Notable Borthwicks

? - c1716
George Borthwick was apprenticed to John King.

He was an 'examinator' for a time and he was one of those who examined Adam Drummond in 1707. At examinations both examiner and candidate were allowed 'a pynt of wine and no more'. The exam lasted five days. On the first, the candidate had to submit 'in write' a discourse on anatomy and surgery which had to be defended at oral examination. The second and third days were devoted to anatomy and the final two to surgery. On each day the examiner would deliver 'a discourse of his own upon some part of Chirurgerie or anatomy'. These speeches were subject to peer review and it was noted that the 'Calling''were satisfied with Borthwick's discourse on the lungs and thorax.

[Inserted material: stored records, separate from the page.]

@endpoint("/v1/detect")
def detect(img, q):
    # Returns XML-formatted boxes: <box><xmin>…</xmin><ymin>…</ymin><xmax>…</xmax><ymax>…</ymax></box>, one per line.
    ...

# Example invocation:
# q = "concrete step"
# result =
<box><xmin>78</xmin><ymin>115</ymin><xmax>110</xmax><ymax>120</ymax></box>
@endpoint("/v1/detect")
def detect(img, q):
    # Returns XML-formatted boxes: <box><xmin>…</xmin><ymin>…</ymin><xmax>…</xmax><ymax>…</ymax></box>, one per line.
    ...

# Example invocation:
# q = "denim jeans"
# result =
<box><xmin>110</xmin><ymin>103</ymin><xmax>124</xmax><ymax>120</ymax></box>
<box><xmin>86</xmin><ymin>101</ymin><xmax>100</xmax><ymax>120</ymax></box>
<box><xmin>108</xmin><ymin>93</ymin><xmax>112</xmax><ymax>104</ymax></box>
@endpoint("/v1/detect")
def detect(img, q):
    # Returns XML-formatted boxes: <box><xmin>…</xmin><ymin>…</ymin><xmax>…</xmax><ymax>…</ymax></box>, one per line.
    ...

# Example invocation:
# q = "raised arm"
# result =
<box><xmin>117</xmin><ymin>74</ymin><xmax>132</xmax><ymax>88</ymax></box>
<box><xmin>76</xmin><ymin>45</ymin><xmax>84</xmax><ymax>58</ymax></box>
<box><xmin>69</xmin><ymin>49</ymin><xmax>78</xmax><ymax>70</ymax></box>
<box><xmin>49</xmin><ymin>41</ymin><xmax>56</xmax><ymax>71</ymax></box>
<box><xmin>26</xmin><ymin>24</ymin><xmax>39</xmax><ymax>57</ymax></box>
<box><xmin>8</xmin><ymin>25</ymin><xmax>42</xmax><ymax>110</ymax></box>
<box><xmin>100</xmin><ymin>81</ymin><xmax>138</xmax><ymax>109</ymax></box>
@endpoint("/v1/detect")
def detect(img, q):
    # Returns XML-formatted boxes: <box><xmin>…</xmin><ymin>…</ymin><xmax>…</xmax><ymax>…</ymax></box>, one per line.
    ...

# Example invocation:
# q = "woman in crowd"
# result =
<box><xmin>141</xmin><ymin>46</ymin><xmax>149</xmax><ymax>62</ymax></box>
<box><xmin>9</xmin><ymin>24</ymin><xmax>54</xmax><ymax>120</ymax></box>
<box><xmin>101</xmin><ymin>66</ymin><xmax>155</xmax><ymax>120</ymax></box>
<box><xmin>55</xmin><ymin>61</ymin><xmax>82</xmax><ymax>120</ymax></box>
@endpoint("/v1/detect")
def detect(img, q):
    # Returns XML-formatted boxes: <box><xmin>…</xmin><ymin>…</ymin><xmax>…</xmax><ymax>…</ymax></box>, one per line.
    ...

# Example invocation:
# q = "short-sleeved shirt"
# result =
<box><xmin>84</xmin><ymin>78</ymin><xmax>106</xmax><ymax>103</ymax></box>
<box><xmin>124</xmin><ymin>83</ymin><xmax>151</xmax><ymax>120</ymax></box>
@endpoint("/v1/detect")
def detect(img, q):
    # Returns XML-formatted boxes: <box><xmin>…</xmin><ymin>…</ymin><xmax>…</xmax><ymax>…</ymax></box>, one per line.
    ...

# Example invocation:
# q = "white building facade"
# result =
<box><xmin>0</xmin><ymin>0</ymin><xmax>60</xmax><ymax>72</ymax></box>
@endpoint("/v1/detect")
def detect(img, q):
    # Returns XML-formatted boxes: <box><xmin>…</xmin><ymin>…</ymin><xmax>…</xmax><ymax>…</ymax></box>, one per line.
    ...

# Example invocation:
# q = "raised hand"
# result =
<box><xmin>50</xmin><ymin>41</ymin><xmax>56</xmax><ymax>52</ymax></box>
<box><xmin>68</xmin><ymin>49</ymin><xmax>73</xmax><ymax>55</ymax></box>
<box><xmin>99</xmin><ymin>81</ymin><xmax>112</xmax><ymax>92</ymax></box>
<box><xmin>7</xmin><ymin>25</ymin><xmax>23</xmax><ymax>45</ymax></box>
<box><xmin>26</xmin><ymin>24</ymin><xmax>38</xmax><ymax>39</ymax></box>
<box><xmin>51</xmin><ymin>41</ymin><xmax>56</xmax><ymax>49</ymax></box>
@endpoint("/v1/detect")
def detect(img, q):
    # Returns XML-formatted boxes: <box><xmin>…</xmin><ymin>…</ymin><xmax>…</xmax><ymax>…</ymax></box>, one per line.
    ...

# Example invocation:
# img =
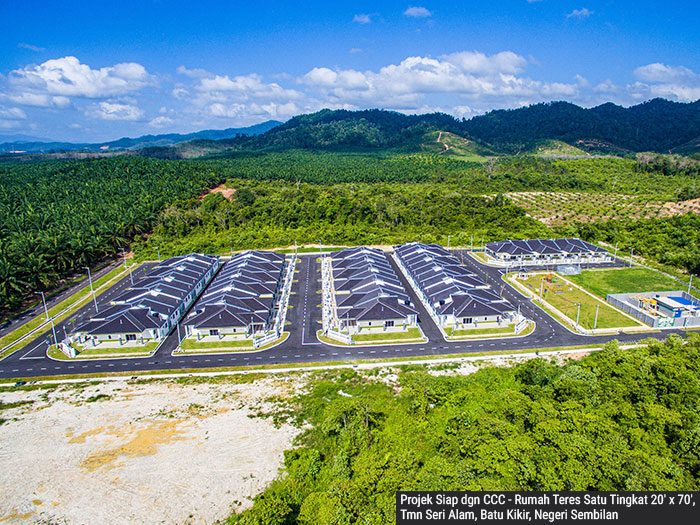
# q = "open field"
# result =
<box><xmin>448</xmin><ymin>324</ymin><xmax>517</xmax><ymax>337</ymax></box>
<box><xmin>0</xmin><ymin>376</ymin><xmax>301</xmax><ymax>524</ymax></box>
<box><xmin>504</xmin><ymin>192</ymin><xmax>700</xmax><ymax>226</ymax></box>
<box><xmin>517</xmin><ymin>274</ymin><xmax>642</xmax><ymax>330</ymax></box>
<box><xmin>568</xmin><ymin>267</ymin><xmax>684</xmax><ymax>299</ymax></box>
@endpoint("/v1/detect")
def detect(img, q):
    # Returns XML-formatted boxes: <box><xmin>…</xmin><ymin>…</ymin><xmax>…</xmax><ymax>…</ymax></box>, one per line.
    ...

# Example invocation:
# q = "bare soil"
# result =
<box><xmin>0</xmin><ymin>377</ymin><xmax>302</xmax><ymax>524</ymax></box>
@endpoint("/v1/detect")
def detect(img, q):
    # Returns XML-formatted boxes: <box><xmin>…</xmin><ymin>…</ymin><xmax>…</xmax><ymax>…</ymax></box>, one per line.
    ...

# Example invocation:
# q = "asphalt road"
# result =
<box><xmin>0</xmin><ymin>253</ymin><xmax>693</xmax><ymax>380</ymax></box>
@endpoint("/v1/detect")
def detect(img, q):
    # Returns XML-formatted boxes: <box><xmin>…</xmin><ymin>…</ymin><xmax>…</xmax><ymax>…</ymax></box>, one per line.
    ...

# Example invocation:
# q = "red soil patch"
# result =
<box><xmin>199</xmin><ymin>184</ymin><xmax>236</xmax><ymax>201</ymax></box>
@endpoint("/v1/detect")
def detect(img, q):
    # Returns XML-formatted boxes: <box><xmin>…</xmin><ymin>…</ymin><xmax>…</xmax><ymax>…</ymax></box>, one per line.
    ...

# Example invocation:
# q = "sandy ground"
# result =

The Library was not formally established until 1699 when there were about 120 books available for consultation. In that year, an advertisement was placed in the Edinburgh Gazette:
'The chirurgian apothecaries of Edinburgh are erecting a library of physicall, anatomicall, chirurgicall, pharmaceutical and other curious books. Also they are making a collection of all natural and artificial curiosities. If any person have such to bestow let them give notice to Walter Porterfield, present treasurer to the Societie at his house in the head of the Canongate who will cause their names to honourably recorded and if they think not fit to bestow them gratis they shall have reasonable prices for them'.

Borthwick was the Librarian of the Incorporation from 1710 to 1712. He then fell on hard times for he was declared bankrupt in 1714 and all his goods (which included 'six dinner napkins full of holes') were auctioned. He sought Sanctuary in Holyrood Abbey and died 'abroad' not long after.

The Abbey provided sanctuary mainly for debtors until 1913 when the Bankruptcy (Scotland) Act was passed. The number of people involved was much reduced after 1880 when imprisonment for debt was in most cases abolished, The debtors who included all sorts of people - lords, lairds, the learned and the illiterate, were crowded into a small space in houses (now demolished) to the east of the Palace. There was a mass exodus at midnight on Saturdays because, from then until midnight on Sunday, they were free to go where they wished as no legal proceedings could be taken against anyone on a Sunday.